Sunni Boot presents at CRTC Bell/Astral hearings
The ZenithOptimedia CEO said the deal should go through, and Quebecor's CEO argued against the takeover on day two of the CRTC hearings.
Day two of the CRTC hearings around the proposed purchase of Astral by BCE included Sunni Boot, CEO at ZenithOptimedia, taking the floor and presenting her pitch on why she says the deal should go through.
Boot told the regulator that Canadian media companies need content owners to be strong and profitable to compete with over-the-top services, which account for 11 million hours of content viewing.
“We need companies that can compete with the global behemoths of Google, Facebook, Apple and so on,” she said “These companies do not contribute to the system, are unregulated and are managed from afar.”

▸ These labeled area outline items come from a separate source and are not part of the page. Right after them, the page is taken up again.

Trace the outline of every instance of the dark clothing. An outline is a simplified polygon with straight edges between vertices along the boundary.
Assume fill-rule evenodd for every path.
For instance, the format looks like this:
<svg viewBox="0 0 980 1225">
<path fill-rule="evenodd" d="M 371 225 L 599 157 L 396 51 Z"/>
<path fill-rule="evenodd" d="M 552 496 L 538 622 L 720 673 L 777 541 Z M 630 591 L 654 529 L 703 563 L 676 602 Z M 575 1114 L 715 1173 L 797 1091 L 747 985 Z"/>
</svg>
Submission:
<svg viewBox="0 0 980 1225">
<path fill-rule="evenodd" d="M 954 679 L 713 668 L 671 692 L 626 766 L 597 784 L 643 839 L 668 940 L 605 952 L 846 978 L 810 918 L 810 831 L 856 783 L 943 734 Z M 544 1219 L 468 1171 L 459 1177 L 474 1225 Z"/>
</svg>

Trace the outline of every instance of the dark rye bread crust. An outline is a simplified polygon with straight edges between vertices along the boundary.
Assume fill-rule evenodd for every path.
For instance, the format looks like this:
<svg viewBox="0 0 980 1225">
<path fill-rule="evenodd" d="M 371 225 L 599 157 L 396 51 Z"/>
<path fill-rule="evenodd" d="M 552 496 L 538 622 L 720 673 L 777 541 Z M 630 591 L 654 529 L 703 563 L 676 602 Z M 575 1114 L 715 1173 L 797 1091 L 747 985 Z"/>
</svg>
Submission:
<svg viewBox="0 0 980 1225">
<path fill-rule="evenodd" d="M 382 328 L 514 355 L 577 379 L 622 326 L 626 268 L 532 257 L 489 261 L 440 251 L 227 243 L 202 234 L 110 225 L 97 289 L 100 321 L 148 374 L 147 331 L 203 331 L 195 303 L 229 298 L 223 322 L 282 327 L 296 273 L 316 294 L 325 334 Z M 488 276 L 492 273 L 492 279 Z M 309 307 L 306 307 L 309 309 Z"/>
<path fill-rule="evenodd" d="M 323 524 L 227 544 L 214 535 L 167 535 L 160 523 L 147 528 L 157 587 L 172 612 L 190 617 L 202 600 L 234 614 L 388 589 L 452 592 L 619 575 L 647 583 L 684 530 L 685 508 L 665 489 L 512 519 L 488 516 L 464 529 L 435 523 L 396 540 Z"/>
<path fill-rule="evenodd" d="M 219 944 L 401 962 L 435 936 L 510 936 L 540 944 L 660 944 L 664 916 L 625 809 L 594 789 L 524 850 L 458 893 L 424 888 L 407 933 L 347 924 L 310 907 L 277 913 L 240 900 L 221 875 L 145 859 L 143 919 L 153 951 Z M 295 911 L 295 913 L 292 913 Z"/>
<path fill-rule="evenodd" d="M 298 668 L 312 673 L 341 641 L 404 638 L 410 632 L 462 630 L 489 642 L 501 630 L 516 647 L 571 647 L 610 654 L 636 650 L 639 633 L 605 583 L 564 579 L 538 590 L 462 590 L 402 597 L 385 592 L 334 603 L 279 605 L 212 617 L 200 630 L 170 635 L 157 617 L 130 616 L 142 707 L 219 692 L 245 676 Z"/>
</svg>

She says that while Zenith has and will continue to work with these companies, there needs to be Canadian alternatives with scale available to clients.
The combination of Bell and Astral will provide one such alternative, she says.
“The merger before you will make both companies stronger, allowing them to better compete in a multi-screen environment that will include over-the-top services and increased investment with foreign owners as video in all forms explodes,” said Boot at her CRTC presentation.
Boot says this merger combines complementary television strengths, with Astral being predominantly French and Bell a major English TV player.
“The combination [of the companies] will provide advertiser benefits through increased content in both official languages, allow for content over more platforms, and the building of a domestic competitor to Netflix.”
She says both Bell and Astral have a history of both investing in Canadian content and bringing in foreign template shows which allow for client product integrations across multiple screens.
“We need that now, we need it at scale and we need more of it in the future,” says Boot.
BCE also got support for its transaction from Shaw Communications, which faces phone giant opposition from Telus in its main western Canadian market.
Shaw president Peter Bissonnette echoed BCE’s argument to the CRTC that it is girding for increased competition from US online giants like Netflix and Apple TV.
Arguing that the deal should not go through was Quebecor CEO Pierre Karl Peladeau, who called for a “pure rejection” of the $3.3 billion acquisition.
“Their arrogance knows no boundaries,” the Quebec media owner told broadcast regulators of Bell Media-parent BCE as it looks to apparently consolidate its hold on the Quebec market by taking over Astral Media.
Peladeau said a Bell Media/Astral combo will give BCE “monopolistic” power.
“If it were to be accepted, it will mark a point of no return for the future of telecommunications and broadcasting in Canada,” the Quebecor chief added.
The CRTC hearings around the proposed deal between Bell and Astral are scheduled to continue all week.